The implications of the grant goes far beyond environmental cleanup, said Greg Icenhour, a consultant from Mid-Atlantic, an environmental engineering consulting firm, at the Committee of the Whole meeting.


“It’s money to essentially address blight in your community,” he said. “It’s really an economic development tool.”


The city has 19 sites listed as brownfields, but more than likely about five will be studied with this grant, Icenhour said. Because it’s an annual grant, Lenoir could apply for it again once the money is used up.


Once those sites are studied, the city will know if there is contamination or not, making developers more likely to buy if there is none. It also clears the way for a brownfield agreements with the state through the N.C. Brownfields Program, which takes liability for contamination off any new owners.


If there is contamination, the Brownfield Assessment Grant money could lead to clean-up grants for sites that have hazardous waste.


The sites include the old Bost Lumber property on the west end of downtown, the Singer Furniture facility on Norwood Street, and the Blue Bell Inc. building on College Avenue.

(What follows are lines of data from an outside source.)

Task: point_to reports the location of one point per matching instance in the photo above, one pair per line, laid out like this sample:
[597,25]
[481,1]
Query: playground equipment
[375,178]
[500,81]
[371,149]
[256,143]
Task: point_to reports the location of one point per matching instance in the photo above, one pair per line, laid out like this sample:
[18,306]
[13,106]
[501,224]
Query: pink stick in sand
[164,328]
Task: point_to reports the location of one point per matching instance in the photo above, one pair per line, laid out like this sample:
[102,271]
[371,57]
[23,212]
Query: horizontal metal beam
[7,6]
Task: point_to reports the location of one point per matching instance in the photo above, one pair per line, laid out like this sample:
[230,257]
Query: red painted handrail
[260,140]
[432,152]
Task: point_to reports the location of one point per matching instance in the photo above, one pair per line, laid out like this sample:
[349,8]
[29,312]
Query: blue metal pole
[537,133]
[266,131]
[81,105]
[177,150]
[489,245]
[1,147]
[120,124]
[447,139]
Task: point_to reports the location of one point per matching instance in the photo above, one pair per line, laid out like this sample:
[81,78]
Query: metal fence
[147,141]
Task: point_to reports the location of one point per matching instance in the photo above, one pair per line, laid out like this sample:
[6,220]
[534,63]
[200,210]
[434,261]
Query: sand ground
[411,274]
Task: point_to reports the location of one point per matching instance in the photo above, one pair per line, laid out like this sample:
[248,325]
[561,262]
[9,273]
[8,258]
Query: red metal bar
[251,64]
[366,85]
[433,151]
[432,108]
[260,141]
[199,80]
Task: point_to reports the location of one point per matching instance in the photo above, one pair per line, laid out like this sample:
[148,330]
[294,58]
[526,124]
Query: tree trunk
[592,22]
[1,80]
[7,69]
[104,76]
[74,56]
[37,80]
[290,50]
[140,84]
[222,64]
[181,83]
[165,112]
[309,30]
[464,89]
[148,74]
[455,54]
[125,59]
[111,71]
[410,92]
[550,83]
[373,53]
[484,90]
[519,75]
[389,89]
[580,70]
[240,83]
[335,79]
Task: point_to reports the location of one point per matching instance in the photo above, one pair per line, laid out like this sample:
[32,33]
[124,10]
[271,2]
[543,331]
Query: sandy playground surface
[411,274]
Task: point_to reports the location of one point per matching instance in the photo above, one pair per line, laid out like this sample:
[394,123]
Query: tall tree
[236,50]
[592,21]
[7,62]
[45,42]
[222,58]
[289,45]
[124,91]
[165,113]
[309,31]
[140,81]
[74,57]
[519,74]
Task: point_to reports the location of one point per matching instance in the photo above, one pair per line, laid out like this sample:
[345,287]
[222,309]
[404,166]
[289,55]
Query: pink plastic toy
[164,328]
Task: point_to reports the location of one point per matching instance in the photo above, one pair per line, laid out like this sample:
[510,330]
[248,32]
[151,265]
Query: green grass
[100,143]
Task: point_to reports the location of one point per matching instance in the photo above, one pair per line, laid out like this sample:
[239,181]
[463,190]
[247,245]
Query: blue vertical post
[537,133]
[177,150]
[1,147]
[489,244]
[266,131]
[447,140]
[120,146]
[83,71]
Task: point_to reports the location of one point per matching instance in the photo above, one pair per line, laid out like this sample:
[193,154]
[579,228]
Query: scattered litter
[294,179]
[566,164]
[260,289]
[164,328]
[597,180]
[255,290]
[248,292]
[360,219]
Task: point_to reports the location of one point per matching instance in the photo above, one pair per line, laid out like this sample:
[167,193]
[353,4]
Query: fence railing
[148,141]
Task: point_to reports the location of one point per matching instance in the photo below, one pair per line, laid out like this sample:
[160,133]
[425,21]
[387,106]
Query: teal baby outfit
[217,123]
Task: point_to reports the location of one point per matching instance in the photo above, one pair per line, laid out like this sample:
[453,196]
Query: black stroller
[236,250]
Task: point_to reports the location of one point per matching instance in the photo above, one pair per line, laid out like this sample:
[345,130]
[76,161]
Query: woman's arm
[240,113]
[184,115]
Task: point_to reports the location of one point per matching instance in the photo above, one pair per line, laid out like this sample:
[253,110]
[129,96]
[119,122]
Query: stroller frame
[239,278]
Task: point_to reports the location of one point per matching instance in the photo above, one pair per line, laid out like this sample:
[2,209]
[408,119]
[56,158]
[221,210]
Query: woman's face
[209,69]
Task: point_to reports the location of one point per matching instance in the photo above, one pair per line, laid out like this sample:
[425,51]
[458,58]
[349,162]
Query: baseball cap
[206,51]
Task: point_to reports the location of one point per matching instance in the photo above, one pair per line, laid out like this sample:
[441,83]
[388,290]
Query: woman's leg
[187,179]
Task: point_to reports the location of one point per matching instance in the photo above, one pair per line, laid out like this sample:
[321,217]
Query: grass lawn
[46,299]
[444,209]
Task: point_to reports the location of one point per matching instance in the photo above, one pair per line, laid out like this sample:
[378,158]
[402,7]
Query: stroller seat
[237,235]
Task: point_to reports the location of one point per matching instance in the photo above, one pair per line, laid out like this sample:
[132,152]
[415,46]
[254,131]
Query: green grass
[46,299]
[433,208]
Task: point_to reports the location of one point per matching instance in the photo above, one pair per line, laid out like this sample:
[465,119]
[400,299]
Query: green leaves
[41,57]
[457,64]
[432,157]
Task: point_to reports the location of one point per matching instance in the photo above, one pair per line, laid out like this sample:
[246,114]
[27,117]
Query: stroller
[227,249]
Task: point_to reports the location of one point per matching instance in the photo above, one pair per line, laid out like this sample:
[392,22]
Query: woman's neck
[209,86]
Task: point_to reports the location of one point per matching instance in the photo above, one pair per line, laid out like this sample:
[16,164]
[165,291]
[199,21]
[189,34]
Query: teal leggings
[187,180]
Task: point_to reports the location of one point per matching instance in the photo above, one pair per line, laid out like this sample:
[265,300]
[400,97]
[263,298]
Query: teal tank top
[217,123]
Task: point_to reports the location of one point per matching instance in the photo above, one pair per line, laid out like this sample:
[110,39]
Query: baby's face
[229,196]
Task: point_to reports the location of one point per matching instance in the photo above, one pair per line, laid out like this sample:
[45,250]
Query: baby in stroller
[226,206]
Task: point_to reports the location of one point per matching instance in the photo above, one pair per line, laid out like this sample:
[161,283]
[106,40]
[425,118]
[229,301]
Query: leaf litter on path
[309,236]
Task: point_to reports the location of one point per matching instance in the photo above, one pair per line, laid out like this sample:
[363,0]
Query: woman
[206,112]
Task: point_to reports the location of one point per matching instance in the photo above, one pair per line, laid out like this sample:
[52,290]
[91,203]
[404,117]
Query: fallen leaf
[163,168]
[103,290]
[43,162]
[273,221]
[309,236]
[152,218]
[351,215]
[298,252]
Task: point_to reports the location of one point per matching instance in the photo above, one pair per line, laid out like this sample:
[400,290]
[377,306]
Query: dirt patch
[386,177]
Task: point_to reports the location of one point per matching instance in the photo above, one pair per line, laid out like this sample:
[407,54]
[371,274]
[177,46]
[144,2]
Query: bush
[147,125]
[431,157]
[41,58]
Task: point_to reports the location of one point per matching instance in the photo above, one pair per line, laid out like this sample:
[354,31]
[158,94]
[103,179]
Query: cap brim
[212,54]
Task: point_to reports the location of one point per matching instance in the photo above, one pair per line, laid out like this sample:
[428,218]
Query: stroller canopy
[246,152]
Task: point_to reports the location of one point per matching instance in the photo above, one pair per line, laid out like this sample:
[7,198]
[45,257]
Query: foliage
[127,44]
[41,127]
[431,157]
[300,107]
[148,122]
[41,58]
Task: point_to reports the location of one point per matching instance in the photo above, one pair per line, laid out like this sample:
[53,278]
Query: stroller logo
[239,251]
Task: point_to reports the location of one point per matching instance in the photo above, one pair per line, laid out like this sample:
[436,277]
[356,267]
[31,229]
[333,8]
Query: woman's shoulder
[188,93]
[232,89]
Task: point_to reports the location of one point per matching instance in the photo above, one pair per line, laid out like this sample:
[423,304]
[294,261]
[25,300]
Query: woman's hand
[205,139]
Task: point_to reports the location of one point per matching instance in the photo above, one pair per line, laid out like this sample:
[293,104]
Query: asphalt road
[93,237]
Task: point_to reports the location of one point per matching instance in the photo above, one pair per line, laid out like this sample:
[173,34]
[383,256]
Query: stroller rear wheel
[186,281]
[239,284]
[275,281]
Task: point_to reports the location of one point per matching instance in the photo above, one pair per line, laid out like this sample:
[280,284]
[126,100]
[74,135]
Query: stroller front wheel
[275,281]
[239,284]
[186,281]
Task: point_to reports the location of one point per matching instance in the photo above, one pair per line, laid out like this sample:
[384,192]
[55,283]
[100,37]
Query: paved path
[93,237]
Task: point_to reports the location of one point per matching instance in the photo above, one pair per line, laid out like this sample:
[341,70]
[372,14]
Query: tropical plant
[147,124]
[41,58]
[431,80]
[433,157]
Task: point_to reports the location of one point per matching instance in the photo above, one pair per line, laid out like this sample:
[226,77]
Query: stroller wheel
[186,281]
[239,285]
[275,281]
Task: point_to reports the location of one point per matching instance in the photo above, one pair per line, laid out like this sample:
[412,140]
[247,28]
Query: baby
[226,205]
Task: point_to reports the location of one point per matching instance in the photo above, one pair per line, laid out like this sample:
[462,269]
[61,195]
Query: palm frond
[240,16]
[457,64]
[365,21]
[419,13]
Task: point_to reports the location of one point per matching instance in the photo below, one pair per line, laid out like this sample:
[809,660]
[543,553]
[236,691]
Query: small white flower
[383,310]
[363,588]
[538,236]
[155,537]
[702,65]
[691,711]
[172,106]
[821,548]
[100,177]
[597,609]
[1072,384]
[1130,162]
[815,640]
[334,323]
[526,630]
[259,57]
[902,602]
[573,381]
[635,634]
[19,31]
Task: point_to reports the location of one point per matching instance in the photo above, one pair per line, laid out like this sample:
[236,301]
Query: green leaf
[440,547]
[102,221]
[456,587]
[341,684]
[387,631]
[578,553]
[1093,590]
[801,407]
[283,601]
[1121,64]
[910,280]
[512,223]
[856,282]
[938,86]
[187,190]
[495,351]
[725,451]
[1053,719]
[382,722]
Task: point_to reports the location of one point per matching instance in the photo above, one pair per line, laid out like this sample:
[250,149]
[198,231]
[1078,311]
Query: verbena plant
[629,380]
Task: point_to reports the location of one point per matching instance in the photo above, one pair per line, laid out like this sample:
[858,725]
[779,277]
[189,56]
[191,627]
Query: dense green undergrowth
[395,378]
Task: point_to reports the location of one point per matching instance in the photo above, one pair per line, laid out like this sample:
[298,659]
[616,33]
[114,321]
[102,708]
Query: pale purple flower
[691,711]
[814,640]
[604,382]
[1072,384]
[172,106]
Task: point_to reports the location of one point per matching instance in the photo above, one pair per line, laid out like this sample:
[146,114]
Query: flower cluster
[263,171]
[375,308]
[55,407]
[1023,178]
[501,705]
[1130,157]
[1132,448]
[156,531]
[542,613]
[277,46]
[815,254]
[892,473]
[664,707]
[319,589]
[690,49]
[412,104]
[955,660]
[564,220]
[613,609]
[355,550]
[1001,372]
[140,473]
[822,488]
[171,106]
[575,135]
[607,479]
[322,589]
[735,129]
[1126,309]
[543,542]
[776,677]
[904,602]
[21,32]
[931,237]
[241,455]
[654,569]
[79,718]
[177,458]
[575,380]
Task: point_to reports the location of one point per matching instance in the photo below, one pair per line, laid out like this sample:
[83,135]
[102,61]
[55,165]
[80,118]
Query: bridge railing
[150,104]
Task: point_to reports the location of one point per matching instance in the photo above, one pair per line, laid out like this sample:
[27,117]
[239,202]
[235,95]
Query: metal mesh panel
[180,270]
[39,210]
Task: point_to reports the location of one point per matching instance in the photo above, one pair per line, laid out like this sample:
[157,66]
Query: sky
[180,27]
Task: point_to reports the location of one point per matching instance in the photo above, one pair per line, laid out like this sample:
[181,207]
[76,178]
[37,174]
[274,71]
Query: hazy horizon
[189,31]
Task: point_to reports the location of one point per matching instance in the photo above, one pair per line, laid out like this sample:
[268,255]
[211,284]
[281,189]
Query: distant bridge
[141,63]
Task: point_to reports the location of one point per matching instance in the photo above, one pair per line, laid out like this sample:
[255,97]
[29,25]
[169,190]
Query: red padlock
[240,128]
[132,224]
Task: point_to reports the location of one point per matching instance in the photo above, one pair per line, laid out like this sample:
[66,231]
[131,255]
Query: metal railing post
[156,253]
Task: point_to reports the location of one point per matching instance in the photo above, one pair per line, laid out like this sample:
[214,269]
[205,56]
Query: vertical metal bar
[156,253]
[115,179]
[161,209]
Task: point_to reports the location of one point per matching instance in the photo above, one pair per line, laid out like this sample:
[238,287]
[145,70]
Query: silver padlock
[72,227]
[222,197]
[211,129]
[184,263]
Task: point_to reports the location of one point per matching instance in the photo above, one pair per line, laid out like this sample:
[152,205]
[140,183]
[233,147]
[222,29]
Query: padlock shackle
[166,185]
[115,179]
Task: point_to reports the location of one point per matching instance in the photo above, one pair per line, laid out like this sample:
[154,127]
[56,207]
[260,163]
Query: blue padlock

Once they are studied, which will start in October when the money comes in and could last up to three years, the city hopes to get the properties sold and developed.


“These grants can help stimulate private investment in these areas,” Icenhour said.


The city will chose exactly which sites will be selected with input from the community, said Radford Thomas, director of public utilities.


Planning Director Jenny Wheelock said the grant ties in well with the Fairfield South area plan, which paints a vision of arts, businesses and residential growth in the southwest part of downtown Lenoir, where a few old factory sites are.


“We can throw idea around but until we know a cost we don’t know how to get there — this is going to help with that,” Wheelock said.


Some of the buildings were also put on a list to potentially be on the National Historic Register, Wheelock said.


With the brownfield assessment grant, the historic background and the recent designation of several areas of Lenoir as Opportunity Zones by the U.S. Treasury Department, which does away with capital gains taxes, several of these old factories are poised to be developed, said Councilman Ben Willis.


“I think this is a really big deal,” he said.